Cathy turned to him and spoke from the depths of her misery, ‘What right have you got to take my kids from me?’

The warden said, ‘You can’t find a place for them, can you? Well, you’ve had your chance, we’re not interested in you now. It’s the kids. We can’t have them sleeping out rough. From the moment you leave here with them, they’ll be in need of care and protection.’

Cathy said, ‘No-one has any right to split up a Mum from her kids.’

The warden said, ‘That may be. It might be even that I agree with you. But I don’t make the rules. I just have to execute them.’

Cathy let our her breath in despair.

When he’d gone, later in the morning, she said to the kids, ‘Cathy and Stevie are going tomorrow.’

Stevie said, ‘Where we goin’ to live now Mum, then?’

Cathy said nothing.

Stevie said again, ‘Mum, where we goin’ to live now?’

Cathy said nothing.


Cathy found that her attitude to her stall had changed. Now it had become home. She needed it now.

She tucked up the kids in bed for the last night, said goodnight to them, and then sat on the bed, holding Mylene’s hand and with the other hand resting on Stevie, sat there watching the other mothers getting their kids to bed in the vast room.

She went to bed early, there was nothing else to do there, and in spite of what was going to happen, she slept well. Only she sweated a lot. When she woke, the sheets were drenched in sweat.

The morning came too soon – the grey light coming in through the tall windows. She didn’t wait for the warden. She got up, got the kiddies dressed, and she had already packed their belongings into brown paper parcels.

It was funny, the others didn’t seem to notice as she left. She passed, in a fit of defiance, through the front entrance that normally the homeless families were not allowed to use.

Carrying Mylene, holding Stevie’s hand, followed by Sean, she wandered through a succession of streets, stopping at notice boards.

Later she took them into a public park, and the kids played around a bit on the swings and the chute.

At midday Cathy bought them some ices and teas in a kiosk. As the evening approached the park became misty and Cathy and the children were once more on the move. It was cold now, too cold to stay there. Dusk approached, and Cathy and the kids came down from the park.

At the entrance to the park was a phone box. The insides had been ripped out by vandals. Cathy and the kids went on to another phone, at the end of the street.
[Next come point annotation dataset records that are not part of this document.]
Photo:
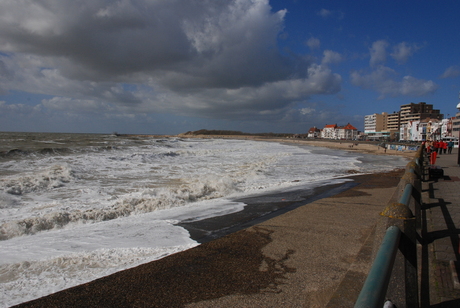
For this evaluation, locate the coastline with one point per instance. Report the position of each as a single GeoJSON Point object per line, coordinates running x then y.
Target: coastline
{"type": "Point", "coordinates": [199, 275]}
{"type": "Point", "coordinates": [346, 145]}
{"type": "Point", "coordinates": [297, 259]}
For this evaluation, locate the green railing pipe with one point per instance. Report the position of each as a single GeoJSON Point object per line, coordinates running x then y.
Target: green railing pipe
{"type": "Point", "coordinates": [406, 195]}
{"type": "Point", "coordinates": [375, 287]}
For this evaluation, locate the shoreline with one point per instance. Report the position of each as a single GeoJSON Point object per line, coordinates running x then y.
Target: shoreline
{"type": "Point", "coordinates": [283, 260]}
{"type": "Point", "coordinates": [346, 145]}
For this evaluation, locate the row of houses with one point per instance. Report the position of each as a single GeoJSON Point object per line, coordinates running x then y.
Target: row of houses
{"type": "Point", "coordinates": [332, 131]}
{"type": "Point", "coordinates": [413, 122]}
Once more she tried to contact Reg, putting a few of her last coins into the slot. But there was no answer from the last number he had given her.
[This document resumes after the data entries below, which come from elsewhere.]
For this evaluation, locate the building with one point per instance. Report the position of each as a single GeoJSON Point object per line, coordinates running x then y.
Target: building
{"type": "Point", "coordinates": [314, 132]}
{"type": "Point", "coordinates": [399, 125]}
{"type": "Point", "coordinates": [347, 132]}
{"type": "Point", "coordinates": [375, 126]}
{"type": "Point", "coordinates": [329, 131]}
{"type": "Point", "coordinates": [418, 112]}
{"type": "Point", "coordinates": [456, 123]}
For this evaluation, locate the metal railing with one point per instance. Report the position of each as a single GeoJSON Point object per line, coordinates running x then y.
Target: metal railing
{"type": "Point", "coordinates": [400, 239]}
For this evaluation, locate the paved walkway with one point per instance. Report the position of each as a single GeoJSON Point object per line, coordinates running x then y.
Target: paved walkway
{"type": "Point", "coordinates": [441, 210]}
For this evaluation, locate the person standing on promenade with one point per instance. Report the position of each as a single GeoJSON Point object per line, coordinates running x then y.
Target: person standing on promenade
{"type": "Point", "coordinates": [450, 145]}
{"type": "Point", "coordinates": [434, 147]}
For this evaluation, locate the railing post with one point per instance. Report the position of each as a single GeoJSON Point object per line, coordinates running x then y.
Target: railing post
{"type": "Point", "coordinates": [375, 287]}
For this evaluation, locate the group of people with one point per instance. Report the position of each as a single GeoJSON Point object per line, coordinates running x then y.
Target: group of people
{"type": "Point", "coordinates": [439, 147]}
They travelled on buses and, as the night grew colder, trailed up the steps of a mammoth station.

Cathy bought a cup of tea and some ‘individual’ pies. She wrapped the children up and put them to rest beside her on a seat. Cathy told them a story. ‘Once upon a time there were three children. Their names were Sean and Mylene and Stevie and they lived in a magic castle ...’

Until midnight no-one disturbed them. They could have been waiting for a train. The children’s heads were on her lap. She sat, waiting. She had no more plans.

The lights began to go out in the station. The last train would soon be going. Two men, station plain-clothes detectives, approached her and asked a few questions. They walked off. Cathy knew what it was about, but she hadn’t the energy to move any more.

Now four people approached, two women and two men. They explained, reasonably, that they didn’t want her. It was the children. Would she come with them in the car?

Cathy said, to all their questions, ‘No.’ One of the men said, ‘In that case ...’ He made a sign at the women. Each one of them put one hand on each of the children.

And then Cathy was filled with some fund of energy that she hadn’t known about. She was like an animal now, as she fought to keep her children. And they overpowered Cathy and held her down and the children were carried off. Cathy screamed, yelled, then her sobs subsided. She was left, moaning to herself.

A passer-by asked Cathy was she all right and she said she was all right.

She rose from the seat and went to the ‘All-Nite T Bar’ and spent her last fourpence on a cup of tea.

She had one penny left.

High over the spindly roof a moon was rising.

And Cathy walked out of the station.


The breakup of one family by our society was complete.